Abstract

Objectives: Evaluation of Intraductal Components (ICs) of breast cancer, such as ductal extension or segmental distribution, is essential before surgery. Evaluation is mainly performed using contrast-enhanced MRI as its sensitivity and detectability are superior to those of contrast-enhanced CT. Dual Energy CT (DECT) has been shown to have a high contrast enhancement effect with high resolution in soft tissues such as breast tissue. Thus, we assessed the utility of DECT for evaluating an IC of breast cancer. Methods: Fifty-five patients with a biopsy-proven breast cancer have undergone contrast-enhanced DECT and MRI for preoperative investigation. We compared the imaging findings of both modalities and correlated them with the pathological outcome. Results: Pathologically, an IC of breast cancer was identified in 26 patients. Existence of an IC was identified in 32 patients on DECT and 35 patients on MRI. The sensitivity, specificity and accuracy for detecting an IC were 76.9%, 58.6% and 67.3% with DECT and were 73.1%, 44.8%, and 58.2% with MRI, respectively.

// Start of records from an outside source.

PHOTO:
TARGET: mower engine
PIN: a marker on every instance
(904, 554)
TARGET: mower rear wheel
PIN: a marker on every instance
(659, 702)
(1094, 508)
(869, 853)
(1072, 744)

Conclusions: The appearance of ICs on DECT was highly correlated with the pathological outcome. The advantages of DECT include high detectability of an IC, clinically acceptable image quality, imaging in the face-up position (consistent with the surgical position) and simultaneous assessment of distant metastasis without radiation dose penalty. Thus, DECT is a useful supporting modality for the detection of an IC of breast cancer.